Réalisé par Kaouther Ben Hnia, La belle et la meute, actuellement dans les salles de cinéma, est un long métrage audacieux. Sous le regard dédaigneux d’une société patriarcale à l’égard de la victime du viol et l’emprise des lois archaïques liberticides, Kaouther Ben Hnia ne recule pas et tourne un film qui dévoile le non-dit.

Audacieux puisqu’il traite du tabou entourant le viol. Mais à travers ce sujet, il adresse une triple critique à l’institution policière, la société patriarcale et sexiste et les lois archaïques mettant en péril les libertés et la dignité de l’individu.

Cependant, malgré l’importance du  sujet traité dans le film, « La belle et la meute » n’a pas obtenu de prix prestigieux lors de la dernière édition des JCC, contrairement aux attentes des spectateurs.

La belle et la meute : voir le viol autrement 


Kaouther Ben Hnia
a puisé le scénario de son film dans le drame de Mériem, violée  par trois policiers, dans la nuit du 3 au 4 septembre 2012, alors qu’elle était accompagnée par son fiancé, au bord de la plage, à l’issue d’une fête estudiantine. Après deux ans de bataille judiciaire, la plaignante a fini par obtenir gain de cause : les deux policiers violeurs ont été condamnés à 15 ans d’emprisonnement et le troisième à deux ans de détention.

La réalisatrice a braqué sa caméra sur la souffrance de la jeune fille suite au viol, le regard de la société et le traitement par la police de l’affaire en question plutôt que de s’appesantir sur les péripéties du procès.

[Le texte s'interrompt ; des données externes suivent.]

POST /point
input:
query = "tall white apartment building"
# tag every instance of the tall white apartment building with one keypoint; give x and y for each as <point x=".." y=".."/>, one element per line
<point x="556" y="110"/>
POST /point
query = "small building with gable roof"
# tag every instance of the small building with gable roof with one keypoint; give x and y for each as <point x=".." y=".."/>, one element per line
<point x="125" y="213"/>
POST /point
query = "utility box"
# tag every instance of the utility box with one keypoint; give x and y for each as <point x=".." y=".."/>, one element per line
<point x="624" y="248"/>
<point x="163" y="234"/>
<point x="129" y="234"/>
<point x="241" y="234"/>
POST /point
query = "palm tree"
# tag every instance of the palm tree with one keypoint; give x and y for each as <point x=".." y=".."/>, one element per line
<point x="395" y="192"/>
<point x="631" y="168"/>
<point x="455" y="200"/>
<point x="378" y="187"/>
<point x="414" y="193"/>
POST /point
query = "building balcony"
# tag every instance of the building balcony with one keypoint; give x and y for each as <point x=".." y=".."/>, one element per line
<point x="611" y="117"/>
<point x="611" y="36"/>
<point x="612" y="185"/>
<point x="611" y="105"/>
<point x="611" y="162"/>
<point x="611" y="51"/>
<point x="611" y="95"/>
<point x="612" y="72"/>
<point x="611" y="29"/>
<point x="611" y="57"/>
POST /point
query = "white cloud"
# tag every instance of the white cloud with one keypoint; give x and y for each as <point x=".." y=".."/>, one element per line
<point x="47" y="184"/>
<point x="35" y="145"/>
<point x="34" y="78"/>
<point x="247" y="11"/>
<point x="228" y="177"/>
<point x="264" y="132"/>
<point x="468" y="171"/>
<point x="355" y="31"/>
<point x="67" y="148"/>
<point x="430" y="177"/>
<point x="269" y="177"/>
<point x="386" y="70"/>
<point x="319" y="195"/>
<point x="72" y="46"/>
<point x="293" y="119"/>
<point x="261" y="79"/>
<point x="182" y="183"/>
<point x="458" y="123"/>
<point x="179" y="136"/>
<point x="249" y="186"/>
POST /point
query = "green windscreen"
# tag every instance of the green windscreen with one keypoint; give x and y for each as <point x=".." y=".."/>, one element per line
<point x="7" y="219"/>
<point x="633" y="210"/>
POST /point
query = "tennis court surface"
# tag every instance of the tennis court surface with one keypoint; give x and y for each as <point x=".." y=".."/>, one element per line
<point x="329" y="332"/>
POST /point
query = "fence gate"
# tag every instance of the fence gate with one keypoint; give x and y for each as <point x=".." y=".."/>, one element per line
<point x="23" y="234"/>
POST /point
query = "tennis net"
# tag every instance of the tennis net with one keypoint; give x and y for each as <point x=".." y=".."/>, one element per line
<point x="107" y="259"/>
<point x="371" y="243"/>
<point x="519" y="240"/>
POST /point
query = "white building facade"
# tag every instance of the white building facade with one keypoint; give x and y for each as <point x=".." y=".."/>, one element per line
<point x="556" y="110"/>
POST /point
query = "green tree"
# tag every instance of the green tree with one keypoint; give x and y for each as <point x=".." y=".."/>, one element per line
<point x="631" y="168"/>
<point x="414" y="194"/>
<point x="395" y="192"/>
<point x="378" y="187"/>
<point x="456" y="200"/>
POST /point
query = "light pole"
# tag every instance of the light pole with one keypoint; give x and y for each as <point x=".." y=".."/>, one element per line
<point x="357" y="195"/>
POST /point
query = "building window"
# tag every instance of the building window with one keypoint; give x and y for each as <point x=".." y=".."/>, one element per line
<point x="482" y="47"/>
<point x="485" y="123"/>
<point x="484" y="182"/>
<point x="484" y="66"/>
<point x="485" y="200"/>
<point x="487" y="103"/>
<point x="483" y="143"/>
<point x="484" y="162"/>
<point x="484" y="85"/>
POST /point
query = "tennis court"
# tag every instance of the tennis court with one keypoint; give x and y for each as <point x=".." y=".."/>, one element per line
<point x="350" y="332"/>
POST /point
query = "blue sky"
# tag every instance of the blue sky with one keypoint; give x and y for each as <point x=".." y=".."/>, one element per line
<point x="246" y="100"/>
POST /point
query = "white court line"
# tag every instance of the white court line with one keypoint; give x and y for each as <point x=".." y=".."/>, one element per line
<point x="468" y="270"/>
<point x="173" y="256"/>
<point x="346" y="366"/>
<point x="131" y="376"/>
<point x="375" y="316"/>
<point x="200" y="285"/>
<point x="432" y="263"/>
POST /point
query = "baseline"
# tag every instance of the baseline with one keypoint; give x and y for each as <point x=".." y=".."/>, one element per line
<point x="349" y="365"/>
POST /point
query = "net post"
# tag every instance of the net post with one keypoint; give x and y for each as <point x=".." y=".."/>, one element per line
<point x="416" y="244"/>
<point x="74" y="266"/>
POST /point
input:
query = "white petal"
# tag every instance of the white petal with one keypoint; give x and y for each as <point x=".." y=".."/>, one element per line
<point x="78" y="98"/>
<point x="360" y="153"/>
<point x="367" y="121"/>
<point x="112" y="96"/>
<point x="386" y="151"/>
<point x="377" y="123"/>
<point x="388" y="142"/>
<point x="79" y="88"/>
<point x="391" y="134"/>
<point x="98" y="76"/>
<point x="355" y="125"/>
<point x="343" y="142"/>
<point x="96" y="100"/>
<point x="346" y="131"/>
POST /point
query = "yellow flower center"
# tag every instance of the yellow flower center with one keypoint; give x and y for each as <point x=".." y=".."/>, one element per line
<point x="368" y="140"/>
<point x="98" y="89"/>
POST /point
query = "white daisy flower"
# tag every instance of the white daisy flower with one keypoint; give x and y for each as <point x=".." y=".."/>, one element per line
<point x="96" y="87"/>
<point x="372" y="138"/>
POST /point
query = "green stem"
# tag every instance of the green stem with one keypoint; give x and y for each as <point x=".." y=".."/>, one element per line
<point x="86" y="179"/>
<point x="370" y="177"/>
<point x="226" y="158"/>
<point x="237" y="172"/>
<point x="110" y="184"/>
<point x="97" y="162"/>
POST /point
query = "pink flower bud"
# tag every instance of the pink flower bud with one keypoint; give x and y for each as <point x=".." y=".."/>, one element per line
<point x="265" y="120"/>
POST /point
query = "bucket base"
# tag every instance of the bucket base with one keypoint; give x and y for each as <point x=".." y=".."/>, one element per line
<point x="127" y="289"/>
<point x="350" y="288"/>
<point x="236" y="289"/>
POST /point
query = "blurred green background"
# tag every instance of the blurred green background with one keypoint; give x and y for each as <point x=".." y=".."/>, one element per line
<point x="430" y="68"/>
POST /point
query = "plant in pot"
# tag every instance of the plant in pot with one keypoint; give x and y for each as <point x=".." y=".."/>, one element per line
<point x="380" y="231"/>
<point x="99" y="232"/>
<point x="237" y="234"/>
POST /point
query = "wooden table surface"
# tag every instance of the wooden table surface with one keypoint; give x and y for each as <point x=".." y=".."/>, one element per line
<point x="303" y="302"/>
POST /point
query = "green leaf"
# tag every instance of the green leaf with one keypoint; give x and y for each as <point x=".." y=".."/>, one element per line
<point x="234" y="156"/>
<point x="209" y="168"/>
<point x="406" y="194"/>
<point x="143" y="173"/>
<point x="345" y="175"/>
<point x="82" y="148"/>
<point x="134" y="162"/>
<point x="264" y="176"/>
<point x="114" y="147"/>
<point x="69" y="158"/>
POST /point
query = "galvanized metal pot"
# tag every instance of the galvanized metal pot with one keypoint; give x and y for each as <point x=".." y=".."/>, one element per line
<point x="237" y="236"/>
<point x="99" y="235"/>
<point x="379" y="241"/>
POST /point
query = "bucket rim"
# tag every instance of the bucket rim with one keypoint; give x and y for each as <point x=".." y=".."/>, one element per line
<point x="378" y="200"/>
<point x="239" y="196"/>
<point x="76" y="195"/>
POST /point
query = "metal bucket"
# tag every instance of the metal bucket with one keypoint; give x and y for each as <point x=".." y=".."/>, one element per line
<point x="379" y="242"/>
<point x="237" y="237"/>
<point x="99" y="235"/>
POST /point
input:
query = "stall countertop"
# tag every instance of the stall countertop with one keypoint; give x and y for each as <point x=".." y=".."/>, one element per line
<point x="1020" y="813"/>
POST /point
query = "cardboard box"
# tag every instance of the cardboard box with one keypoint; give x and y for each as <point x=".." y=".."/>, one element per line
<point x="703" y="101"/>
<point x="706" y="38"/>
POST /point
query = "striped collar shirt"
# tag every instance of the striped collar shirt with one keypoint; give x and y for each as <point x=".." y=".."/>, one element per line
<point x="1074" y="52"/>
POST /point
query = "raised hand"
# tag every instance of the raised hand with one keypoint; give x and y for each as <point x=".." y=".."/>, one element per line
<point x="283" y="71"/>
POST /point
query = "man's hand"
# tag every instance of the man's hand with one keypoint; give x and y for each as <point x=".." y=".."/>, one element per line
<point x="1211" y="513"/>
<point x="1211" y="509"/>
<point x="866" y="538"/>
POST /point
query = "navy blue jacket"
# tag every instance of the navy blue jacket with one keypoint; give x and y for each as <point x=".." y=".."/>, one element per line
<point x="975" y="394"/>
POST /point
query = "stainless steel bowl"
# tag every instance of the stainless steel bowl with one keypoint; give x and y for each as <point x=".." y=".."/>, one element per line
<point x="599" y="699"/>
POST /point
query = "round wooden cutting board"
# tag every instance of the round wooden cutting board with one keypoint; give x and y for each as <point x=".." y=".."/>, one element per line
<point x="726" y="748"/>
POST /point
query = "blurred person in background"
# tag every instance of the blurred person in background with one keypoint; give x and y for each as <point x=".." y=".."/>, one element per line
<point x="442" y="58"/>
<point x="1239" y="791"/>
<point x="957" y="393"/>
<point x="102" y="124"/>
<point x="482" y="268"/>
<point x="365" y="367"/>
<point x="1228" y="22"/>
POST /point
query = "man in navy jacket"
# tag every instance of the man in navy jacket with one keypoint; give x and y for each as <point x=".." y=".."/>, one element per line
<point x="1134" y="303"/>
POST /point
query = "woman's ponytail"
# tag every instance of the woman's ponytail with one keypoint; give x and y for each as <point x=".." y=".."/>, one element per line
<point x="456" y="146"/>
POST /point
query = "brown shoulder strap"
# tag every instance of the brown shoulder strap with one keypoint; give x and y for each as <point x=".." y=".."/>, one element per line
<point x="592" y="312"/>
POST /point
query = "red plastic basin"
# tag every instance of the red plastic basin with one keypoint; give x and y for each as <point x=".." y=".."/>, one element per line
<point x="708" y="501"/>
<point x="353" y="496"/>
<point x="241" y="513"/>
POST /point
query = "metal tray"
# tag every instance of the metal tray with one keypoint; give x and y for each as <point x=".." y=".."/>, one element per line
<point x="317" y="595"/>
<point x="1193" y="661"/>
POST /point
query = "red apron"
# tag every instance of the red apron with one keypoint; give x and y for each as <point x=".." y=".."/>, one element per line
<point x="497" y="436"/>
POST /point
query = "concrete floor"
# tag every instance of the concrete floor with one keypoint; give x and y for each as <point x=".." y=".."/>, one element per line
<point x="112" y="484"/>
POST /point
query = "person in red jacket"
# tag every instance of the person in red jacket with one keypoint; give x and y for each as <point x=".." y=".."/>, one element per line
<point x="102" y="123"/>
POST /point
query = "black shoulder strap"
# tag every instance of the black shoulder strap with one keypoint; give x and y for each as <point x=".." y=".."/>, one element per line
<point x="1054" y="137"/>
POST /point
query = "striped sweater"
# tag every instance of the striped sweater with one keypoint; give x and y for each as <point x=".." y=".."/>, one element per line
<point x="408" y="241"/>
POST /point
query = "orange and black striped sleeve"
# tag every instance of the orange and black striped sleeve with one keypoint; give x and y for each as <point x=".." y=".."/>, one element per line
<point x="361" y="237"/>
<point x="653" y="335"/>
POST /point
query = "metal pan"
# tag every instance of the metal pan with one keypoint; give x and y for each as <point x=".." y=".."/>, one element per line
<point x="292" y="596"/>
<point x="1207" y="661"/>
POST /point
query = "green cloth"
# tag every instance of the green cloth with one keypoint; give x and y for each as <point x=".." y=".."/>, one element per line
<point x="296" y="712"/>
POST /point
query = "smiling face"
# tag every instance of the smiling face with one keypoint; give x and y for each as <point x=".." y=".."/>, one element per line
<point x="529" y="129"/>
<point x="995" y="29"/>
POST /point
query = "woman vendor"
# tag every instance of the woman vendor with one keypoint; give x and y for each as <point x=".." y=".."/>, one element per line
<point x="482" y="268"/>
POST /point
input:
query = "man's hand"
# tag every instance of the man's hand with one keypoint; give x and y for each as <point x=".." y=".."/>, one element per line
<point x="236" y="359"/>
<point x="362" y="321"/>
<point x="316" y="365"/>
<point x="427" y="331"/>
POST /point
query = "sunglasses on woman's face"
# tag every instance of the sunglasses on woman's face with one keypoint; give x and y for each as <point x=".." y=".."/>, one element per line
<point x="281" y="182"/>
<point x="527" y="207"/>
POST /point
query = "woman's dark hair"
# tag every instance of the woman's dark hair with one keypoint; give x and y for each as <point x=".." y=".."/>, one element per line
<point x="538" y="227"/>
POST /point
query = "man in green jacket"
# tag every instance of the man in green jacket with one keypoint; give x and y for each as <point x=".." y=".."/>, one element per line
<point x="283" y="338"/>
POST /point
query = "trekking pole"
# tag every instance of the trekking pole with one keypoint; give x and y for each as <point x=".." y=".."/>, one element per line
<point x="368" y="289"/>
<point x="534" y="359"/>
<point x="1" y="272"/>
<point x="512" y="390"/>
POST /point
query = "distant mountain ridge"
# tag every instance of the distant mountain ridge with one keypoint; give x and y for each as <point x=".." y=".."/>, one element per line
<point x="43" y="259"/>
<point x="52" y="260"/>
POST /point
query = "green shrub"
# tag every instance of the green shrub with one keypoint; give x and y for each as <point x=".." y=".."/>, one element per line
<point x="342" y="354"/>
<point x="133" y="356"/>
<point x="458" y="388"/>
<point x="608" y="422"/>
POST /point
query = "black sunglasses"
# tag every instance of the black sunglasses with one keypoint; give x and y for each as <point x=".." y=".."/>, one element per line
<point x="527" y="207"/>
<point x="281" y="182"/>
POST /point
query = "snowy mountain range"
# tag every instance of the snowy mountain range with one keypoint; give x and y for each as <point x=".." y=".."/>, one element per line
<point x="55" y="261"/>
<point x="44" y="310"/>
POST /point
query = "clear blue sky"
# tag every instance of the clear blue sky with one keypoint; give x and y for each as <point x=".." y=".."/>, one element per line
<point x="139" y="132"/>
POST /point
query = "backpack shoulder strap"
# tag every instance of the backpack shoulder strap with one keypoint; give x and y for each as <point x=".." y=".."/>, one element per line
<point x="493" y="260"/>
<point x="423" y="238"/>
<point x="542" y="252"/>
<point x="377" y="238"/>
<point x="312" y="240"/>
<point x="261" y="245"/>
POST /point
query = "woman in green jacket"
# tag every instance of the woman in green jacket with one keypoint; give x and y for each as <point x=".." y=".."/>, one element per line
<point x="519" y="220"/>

Dès le début du film, le spectateur assiste au calvaire de la victime : entre la clinique, l’hôpital, une rencontre fortuite avec une journaliste, une tentative de déposer la plainte dans deux postes de police et un RDV avec le médecin-légiste,  la réalisatrice met en exergue les difficultés rencontrées par la victime pour avoir les renseignements nécessaires sur les procédures à suivre.

Le fait que les violeurs soient des agents des forces de l’ordre censés protéger les citoyens transforme la victime en coupable : « Le pays est dans la tourmente et toi tu veux porter plainte », lui lance l’un des policiers avant de lui proposer d’abandonner la plainte et se contenter de traduire les violeurs devant l’inspection « car les trois agents ont certes commis une grave faute mais cela ne reflète en rien l’intégrité et le patriotisme des forces de l’ordre qui luttent contre le terrorisme », lui dit le même personnage.

Le film se déroule pendant une nuit : du moment du viol au moment où la victime dépose la plainte et refuse de signer le désistement (fin du film).  L’état psychologique de l’héroïne du film se marie bien avec les ténèbres de la nuit. Tunis by night se transforme aux yeux de la victime en une vision cauchemardesque, une prison à ciel ouvert. La caméra de la réalisatrice a su rendre l’atmosphère oppressante de cette nuit ponctuée par les sanglots de l’héroïne et sa souffrance infinie.